Create a function that returns a dataframe with the top n books with the highest average rating in each genre. If there are more than n books with the same mean rating, sort them by `ISBN` in descending order. The dataframe columns should be `Genre`, `ISBN`, and `Book-Rating`. Sort the dataframe by `Genre` and `Book-Rating`.

In [None]:
def get_topn_rated_genre(df, n):
    """
    Finds the top n books with the best average rating per genre.
    
    Parameters:
        df (pd.DataFrame): dataframe with info about book ratings and genre
        n (int): the number of books to find
              
    Returns:
        books (pd.DataFrame): dataframe with top n books with the highest average rating per genre
                              with columns Genre, ISBN, Book-Rating
    """
    
    # YOUR CODE HERE
    raise NotImplementedError()

In [None]:
topn_rated_genre = get_topn_rated_genre(book_ratings, 3)
assert isinstance(topn_rated_genre, pd.DataFrame), 'The result should be a dataframe.'
assert topn_rated_genre.shape == (3921,3), 'The shape of the dataframe is not correct.'
assert np.sum([i in ['Genre','ISBN','Book-Rating'] for i in topn_rated_genre.columns]) == 3, 'The column names are not correct.'
assert hashlib.sha256(json.dumps(''.join(topn_rated_genre['Genre'])).encode()).hexdigest() == \
'588fcfcf3099b9bd150024fbf74ae943f4cf7eec60ce7d42bcbbe47b65dc69ba', 'Did you sort the Genre column?'
np.testing.assert_almost_equal(topn_rated_genre['Book-Rating'].sum(), 31393.701483656077, decimal=2,
                              err_msg='The Book-Rating column is not correct.')
assert hashlib.sha256(json.dumps(''.join(topn_rated_genre['ISBN'])).encode()).hexdigest() == \
'a1ff93a88be527a107f1bee949045dbf7c51467bfd3aa52a33676178d18e291c', 'The ISBN column in not correct.'
topn_rated_genre[topn_rated_genre['Genre']=='Fiction']

### Exercise 2.8 - Most common groups of books

The bookstore wants to display groups of books that the users usually rate together.

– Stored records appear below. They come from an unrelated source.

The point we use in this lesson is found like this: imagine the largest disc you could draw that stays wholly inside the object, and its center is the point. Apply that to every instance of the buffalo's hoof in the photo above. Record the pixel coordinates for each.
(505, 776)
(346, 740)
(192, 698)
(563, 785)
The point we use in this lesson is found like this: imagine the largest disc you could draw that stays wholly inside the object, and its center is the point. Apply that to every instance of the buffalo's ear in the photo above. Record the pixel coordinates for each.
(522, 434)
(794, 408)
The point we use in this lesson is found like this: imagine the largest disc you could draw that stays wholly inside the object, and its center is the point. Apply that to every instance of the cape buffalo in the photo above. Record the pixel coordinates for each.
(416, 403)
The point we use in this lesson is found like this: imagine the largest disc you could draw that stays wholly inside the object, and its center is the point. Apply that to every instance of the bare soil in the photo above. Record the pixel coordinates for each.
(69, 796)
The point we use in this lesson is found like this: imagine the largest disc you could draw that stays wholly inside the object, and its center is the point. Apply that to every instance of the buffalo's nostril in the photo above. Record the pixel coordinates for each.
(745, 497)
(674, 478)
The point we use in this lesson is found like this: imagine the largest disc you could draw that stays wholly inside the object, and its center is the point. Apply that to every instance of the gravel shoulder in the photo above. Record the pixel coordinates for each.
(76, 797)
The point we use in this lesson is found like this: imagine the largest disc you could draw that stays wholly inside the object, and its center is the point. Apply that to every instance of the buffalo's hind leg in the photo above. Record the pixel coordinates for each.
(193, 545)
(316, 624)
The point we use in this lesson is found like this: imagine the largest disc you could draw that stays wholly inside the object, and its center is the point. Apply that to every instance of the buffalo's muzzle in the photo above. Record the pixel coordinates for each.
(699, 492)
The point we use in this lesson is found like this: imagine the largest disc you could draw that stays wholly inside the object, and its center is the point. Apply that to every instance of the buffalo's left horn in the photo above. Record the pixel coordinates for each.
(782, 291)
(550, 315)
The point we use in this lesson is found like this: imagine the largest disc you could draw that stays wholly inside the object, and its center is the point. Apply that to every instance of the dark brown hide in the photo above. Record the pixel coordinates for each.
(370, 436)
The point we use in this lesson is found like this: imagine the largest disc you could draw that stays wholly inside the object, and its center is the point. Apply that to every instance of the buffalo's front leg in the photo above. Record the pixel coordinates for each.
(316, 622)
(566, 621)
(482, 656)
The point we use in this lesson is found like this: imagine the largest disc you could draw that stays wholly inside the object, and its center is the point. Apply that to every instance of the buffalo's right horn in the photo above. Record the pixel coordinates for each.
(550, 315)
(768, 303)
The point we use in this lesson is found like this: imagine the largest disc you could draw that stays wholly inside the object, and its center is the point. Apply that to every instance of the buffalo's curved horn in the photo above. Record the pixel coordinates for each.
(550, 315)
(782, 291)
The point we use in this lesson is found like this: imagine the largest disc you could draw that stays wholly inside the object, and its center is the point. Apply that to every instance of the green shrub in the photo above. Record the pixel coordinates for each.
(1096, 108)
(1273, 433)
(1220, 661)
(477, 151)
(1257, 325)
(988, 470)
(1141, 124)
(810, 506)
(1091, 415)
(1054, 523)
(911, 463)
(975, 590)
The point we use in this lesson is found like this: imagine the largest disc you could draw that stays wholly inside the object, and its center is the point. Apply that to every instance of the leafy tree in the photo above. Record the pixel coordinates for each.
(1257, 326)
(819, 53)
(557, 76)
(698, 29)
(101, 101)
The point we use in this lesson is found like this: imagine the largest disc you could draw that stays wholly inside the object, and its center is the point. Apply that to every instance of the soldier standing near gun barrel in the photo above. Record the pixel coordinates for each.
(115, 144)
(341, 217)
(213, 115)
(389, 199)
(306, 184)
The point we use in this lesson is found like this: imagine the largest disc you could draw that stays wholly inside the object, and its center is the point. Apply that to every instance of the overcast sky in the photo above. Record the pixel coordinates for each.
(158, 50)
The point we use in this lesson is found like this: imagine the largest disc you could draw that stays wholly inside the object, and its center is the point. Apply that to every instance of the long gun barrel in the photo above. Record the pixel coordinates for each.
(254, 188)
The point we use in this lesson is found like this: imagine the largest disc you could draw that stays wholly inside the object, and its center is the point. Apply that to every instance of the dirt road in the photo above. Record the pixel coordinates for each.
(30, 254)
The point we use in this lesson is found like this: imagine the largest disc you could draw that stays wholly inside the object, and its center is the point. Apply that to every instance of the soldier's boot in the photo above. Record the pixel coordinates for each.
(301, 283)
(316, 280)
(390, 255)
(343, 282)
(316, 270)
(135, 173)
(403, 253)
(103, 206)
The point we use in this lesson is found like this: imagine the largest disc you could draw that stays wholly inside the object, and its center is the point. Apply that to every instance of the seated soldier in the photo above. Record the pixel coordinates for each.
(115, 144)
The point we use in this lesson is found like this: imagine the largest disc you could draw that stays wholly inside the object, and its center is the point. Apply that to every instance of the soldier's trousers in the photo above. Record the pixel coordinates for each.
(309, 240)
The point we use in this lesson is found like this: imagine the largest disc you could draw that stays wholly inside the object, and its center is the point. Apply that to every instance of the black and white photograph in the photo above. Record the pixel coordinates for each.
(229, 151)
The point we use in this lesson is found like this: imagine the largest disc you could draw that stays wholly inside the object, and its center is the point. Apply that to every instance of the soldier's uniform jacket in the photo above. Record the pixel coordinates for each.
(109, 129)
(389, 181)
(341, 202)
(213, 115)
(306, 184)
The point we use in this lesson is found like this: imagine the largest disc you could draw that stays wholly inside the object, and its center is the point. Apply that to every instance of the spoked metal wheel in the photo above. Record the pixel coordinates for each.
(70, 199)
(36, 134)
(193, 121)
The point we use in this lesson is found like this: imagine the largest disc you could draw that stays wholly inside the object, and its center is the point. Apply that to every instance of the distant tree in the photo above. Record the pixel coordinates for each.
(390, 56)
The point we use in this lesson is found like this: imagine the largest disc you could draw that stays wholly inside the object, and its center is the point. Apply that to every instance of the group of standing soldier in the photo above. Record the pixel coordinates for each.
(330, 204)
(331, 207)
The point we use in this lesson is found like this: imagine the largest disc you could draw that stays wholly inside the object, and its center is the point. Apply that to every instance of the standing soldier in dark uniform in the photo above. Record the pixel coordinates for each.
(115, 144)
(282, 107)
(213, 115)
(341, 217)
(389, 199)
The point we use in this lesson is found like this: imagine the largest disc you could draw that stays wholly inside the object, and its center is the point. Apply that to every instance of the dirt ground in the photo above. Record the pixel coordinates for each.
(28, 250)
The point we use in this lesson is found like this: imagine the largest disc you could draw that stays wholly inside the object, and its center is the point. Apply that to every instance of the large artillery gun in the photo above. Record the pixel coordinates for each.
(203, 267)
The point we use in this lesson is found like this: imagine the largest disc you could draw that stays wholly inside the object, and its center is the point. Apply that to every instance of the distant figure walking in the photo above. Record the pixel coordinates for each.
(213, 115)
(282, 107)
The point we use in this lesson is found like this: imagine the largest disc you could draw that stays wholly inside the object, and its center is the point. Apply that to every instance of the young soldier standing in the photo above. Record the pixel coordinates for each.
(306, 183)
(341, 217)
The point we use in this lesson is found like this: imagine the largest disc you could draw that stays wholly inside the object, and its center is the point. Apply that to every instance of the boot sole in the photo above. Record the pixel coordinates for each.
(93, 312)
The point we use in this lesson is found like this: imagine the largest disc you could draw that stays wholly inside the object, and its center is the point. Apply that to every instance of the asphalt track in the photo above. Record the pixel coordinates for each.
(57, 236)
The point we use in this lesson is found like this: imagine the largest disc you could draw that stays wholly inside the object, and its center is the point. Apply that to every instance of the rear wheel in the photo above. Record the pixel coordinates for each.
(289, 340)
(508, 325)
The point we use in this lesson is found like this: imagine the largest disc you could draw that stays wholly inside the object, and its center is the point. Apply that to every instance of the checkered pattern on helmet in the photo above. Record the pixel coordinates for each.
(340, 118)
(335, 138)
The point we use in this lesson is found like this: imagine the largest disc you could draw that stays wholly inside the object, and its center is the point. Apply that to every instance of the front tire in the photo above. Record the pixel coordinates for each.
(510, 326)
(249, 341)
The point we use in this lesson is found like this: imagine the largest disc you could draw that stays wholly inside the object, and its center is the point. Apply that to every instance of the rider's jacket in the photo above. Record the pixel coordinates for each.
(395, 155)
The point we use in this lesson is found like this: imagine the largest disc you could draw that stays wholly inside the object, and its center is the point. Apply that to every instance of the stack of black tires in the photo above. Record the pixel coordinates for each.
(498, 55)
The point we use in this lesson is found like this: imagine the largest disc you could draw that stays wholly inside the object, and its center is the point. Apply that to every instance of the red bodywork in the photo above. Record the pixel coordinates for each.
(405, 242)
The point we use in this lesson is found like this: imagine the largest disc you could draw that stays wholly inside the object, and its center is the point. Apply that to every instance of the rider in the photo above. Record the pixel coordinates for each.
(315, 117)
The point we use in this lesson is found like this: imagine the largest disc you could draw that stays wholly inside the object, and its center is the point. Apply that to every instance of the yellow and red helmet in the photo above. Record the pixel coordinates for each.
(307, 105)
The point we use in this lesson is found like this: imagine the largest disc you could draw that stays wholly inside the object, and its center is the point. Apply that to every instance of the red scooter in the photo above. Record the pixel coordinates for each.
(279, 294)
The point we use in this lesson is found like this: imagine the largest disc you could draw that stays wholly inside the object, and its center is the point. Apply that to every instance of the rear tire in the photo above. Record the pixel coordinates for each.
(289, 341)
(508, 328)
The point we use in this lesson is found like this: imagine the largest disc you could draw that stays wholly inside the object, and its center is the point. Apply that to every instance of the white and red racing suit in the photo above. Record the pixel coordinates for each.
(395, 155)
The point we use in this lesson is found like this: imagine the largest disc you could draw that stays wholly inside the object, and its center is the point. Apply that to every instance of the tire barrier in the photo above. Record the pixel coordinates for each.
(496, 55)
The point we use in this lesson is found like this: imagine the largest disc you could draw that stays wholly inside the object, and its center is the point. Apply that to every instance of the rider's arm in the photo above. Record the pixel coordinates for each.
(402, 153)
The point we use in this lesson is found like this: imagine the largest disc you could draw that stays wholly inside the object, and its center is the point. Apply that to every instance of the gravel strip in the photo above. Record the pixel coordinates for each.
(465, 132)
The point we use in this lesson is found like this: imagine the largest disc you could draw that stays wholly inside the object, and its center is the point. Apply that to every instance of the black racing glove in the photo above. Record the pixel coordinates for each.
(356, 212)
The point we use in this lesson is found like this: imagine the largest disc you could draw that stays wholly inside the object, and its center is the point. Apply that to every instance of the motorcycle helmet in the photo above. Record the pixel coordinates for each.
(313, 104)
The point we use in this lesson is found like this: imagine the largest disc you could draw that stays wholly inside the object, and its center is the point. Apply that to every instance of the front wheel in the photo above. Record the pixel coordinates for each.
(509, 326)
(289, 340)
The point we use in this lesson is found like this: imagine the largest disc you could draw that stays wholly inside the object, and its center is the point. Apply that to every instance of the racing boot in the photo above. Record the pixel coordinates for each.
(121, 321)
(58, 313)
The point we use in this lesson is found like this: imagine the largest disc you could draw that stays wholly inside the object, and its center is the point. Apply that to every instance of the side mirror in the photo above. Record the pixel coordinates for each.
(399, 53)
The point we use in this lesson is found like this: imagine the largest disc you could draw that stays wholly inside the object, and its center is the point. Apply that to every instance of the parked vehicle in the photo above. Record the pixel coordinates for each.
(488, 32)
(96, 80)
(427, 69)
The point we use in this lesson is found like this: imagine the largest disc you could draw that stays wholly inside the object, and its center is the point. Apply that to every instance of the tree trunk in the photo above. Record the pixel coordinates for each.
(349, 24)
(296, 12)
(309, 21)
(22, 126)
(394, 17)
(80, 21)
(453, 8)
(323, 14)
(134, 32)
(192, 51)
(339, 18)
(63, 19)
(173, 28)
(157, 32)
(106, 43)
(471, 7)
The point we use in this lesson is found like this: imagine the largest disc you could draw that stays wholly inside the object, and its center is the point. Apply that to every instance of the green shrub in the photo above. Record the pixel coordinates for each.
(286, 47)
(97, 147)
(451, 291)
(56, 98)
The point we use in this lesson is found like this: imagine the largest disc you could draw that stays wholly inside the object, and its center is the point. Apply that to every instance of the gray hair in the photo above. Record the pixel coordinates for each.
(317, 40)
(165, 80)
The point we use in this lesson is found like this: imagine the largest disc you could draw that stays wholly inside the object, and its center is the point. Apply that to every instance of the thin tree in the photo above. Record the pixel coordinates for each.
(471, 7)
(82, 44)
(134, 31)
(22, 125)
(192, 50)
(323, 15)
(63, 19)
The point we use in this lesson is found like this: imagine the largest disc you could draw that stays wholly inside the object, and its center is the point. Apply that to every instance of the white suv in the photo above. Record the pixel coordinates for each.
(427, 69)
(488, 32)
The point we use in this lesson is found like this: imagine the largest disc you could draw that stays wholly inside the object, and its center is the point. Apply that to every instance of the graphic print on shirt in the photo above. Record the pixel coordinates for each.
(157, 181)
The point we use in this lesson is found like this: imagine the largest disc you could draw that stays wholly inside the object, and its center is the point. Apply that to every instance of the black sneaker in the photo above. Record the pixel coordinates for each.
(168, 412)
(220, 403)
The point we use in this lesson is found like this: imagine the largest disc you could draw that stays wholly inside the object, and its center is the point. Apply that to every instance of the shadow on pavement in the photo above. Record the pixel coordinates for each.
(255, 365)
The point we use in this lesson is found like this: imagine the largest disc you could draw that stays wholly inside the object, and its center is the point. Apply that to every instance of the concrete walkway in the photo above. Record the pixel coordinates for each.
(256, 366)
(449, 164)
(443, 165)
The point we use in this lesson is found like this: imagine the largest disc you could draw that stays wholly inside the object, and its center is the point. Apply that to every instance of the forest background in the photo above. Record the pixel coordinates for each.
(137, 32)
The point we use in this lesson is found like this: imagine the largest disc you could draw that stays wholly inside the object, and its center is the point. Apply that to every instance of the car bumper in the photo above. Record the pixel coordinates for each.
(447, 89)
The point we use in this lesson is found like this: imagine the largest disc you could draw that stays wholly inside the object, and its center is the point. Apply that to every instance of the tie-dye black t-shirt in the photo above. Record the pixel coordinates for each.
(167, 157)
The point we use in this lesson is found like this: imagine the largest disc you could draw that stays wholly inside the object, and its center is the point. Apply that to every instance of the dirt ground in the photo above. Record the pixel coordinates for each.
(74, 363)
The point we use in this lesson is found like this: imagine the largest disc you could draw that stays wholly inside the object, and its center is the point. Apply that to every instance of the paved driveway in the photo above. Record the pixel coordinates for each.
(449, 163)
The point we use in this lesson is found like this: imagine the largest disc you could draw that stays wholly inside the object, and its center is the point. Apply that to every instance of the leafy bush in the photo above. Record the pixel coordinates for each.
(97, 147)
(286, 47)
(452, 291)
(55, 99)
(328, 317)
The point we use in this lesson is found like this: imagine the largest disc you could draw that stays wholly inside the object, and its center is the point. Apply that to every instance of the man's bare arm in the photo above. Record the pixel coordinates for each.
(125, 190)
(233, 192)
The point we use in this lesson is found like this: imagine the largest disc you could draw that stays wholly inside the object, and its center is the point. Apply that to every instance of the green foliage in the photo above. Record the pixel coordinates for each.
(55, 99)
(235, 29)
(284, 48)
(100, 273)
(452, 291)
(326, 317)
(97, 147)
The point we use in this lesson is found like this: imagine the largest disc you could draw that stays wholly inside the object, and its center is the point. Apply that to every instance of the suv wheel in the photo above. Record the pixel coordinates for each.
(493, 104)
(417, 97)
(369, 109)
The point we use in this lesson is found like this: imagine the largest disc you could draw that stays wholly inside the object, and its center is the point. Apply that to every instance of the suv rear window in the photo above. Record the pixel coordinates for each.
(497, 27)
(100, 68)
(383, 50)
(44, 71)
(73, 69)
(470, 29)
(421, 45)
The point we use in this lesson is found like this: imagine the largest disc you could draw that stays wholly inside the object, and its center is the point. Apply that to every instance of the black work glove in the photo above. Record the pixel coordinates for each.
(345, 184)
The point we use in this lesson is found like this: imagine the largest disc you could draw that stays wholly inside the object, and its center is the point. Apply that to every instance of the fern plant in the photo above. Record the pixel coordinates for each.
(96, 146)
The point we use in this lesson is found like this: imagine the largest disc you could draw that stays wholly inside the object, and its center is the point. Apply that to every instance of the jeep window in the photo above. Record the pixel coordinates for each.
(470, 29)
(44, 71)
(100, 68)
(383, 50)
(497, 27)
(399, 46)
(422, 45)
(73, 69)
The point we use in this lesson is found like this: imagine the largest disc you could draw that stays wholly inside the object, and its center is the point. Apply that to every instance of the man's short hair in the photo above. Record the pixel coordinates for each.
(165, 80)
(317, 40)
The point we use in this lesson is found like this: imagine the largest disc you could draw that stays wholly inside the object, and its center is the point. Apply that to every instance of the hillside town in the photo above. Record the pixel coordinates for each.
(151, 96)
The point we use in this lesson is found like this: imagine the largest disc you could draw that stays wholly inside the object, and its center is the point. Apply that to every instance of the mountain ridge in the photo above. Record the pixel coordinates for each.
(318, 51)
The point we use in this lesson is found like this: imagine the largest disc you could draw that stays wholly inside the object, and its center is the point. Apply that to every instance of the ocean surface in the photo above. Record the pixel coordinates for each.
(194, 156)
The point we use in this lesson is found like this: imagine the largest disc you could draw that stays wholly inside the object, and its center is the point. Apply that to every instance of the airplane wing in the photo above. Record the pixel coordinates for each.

Create a function that returns the N most frequent sets of M books that the users rate together for a given minimum support, ordered by support. The function should return a dataframe with two columns, `support` and `itemsets`, ordered by support in descending order. The input of the function is the ratings matrix `R` that you created in exercise 1.1.

In [None]:
def get_apriori_booksets(R, min_support=0.003, n=3, m=3):
    
    """
    Finds the N most frequent sets of M books that the users rate together for a given minimum support.
    
    Parameters:
        R (np.ndarray): ratings matrix
        min_support (float): minimum support for the itemsets
        n (int): number of top n itemsets to return
        m (int): number of items in itemsets
              
    Returns:
        booksets (pd.DataFrame) - dataframe with the top n itemsets, with columns support and itemsets,
                                  ordered by support in descending order.
    """
    
    # YOUR CODE HERE
    raise NotImplementedError()

In [None]:
get_3_booksets = get_apriori_booksets(R, min_support=0.003, n=3, m=3)
assert isinstance(get_3_booksets, pd.DataFrame), 'The result should be a dataframe.'
assert get_3_booksets.shape == (3,2), 'The shape of the dataframe is not correct.'
np.testing.assert_almost_equal(get_3_booksets.support.sum(), 0.013349727735815914, decimal=4,
                              err_msg='The support column is not correct.')
assert hashlib.sha256(json.dumps(''.join([str(int(i)) for i in sorted(get_3_booksets.itemsets.iloc[0])])).encode()).hexdigest() == \
'9f645311b81ee935d02affd458818360c52a8fad05c731e7a477f44f4b2832e0', 'The selected itemsets are not correct.'
assert hashlib.sha256(json.dumps(''.join([str(int(i)) for i in sorted(get_3_booksets.itemsets.iloc[1])])).encode()).hexdigest() == \
'e5175b9cd2c8622984d4b0cb51604e33785f24e4a54847949269e766f096d02e', 'The selected itemsets are not correct.'
assert hashlib.sha256(json.dumps(''.join([str(int(i)) for i in sorted(get_3_booksets.itemsets.iloc[2])])).encode()).hexdigest() == \
'c258eb47dcdd3134684670626e5851b38c3bd8eeab22c5b05a8915eb67837df3', 'The selected itemsets are not correct.'
get_3_booksets

Well done! You just mastered your first recommender system.